Décidément, ces livres me hantent, mais, si je ne les avais pas lus, mon expérience du pays en aurait été très différente. Je crois que j’aurais quitté le pays, simplement heureuse d’avoir appris sur la culture khmère, effarée par les effusions de sang du génocide khmère rouge, très impressionnée par les films sentimentalistes que les autorités nous livrent sur cette période atroce, ou peut-être, plus simplement, énervée par tous ces mendiants amputés (comme des amis français nous l’ont confié), mais, du Cambodge d’aujourd’hui, je n’aurais vu que les sourires sur la plage, un peu de poussière dans la rue, des mendiants amputés (comme en Inde) et une image paisible de la campagne rurale.

Les rats quittent le navire

Le livre m’a permis d’ouvrir les yeux, et quand on est rentré de nuit de notre restaurant de luxe pour « Khmers en chemise » et « twentysomething » plein d’argent, je me suis facilement connectée à la réalité qu’il y décrit...
Nous sommes en effet passés devant un marché coloré près de « chez nous » qui retentit de cris dans la journée. À cette heure tardive, il était bien sûr fermé et aucune lumière n’éclairait la rue qui le bordait. Une ombre rapide sur le sol, puis une autre : des rats énormes que j’ai pris pour des chats ont frôlé ma jupe.
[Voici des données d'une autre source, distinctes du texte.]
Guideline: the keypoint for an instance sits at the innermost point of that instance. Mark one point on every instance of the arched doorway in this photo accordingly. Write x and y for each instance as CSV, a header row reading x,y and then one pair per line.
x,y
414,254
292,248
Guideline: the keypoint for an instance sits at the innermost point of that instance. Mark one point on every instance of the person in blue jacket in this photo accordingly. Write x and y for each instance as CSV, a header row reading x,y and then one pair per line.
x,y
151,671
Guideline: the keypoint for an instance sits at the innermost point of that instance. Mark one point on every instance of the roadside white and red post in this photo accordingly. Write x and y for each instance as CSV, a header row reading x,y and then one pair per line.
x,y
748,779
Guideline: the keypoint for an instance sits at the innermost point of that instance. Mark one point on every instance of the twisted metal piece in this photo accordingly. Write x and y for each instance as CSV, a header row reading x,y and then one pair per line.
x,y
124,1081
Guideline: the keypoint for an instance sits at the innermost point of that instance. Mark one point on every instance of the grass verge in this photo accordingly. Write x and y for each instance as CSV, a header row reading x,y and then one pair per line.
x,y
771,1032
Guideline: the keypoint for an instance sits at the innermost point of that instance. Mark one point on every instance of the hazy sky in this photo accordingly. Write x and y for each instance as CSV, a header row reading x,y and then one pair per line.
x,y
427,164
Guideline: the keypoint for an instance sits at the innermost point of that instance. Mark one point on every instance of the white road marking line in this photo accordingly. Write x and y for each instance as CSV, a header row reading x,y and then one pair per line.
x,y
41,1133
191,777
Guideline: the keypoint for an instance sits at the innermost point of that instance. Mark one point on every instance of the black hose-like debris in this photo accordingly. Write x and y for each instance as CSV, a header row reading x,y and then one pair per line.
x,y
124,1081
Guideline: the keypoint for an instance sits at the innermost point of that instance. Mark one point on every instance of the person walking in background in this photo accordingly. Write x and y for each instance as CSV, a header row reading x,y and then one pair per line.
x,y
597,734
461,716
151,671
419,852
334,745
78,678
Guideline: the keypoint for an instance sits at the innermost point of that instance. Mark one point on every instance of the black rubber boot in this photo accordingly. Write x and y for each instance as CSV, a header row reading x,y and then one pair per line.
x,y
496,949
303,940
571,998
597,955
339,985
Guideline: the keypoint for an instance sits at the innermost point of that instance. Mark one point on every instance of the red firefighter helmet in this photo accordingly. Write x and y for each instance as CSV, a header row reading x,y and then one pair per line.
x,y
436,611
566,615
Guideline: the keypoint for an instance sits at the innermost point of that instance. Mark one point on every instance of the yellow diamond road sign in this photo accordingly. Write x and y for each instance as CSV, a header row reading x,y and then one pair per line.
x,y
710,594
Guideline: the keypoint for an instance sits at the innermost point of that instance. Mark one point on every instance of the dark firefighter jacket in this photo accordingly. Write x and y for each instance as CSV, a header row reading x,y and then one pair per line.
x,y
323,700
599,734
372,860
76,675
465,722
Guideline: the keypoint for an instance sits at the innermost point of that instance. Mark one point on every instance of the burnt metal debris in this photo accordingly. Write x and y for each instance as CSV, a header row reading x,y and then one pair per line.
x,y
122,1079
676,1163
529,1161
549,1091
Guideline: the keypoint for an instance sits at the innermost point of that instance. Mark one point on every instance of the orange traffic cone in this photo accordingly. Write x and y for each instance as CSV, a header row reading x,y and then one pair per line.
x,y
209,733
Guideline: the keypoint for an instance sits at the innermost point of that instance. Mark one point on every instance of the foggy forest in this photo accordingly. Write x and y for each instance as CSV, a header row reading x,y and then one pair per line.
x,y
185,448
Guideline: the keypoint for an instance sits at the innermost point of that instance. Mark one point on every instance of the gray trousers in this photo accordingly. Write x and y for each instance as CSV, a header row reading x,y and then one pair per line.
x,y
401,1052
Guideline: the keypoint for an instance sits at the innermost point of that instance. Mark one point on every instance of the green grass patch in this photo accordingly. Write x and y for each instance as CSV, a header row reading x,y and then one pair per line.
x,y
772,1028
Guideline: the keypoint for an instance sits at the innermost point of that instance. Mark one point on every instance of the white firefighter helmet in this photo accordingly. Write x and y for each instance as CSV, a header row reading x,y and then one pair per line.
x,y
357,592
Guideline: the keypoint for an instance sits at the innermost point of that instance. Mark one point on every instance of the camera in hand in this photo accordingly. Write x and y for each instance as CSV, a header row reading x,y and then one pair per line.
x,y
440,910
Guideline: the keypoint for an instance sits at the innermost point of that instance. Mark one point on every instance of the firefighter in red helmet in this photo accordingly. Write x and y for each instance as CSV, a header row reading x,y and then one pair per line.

Quelques mètres plus loin, au coin notre rue, au pied de notre hôtel, se trouve cinq moustiquaires sur le sol.
Une petite famille dort dehors ce soir... comme tous les soirs d’ailleurs et à tous les coins de rue de Phnom Penh. Et grâce au livre, mon esprit fait rapidement le lien entre les rats, les détritus plus loin dans la rue, et les enfants par terre. Les méfaits de la pollution, comme le livre en parle, deviennent soudain vivants. « Ici, pas de déchets toxiques ou de déchets nucléaires » m’étais-je dit, « ça ne peut pas être si grave que ça, cette histoire de pollution ».
Et bien si.
80 pour cent de la pollution est faite par l’homme à partir de déchets domestiques, jetés à même la rue, sans qu’aucun système efficace de nettoyage, de ramassage des ordures et d’évacuation des eaux usées ne soit mis en place.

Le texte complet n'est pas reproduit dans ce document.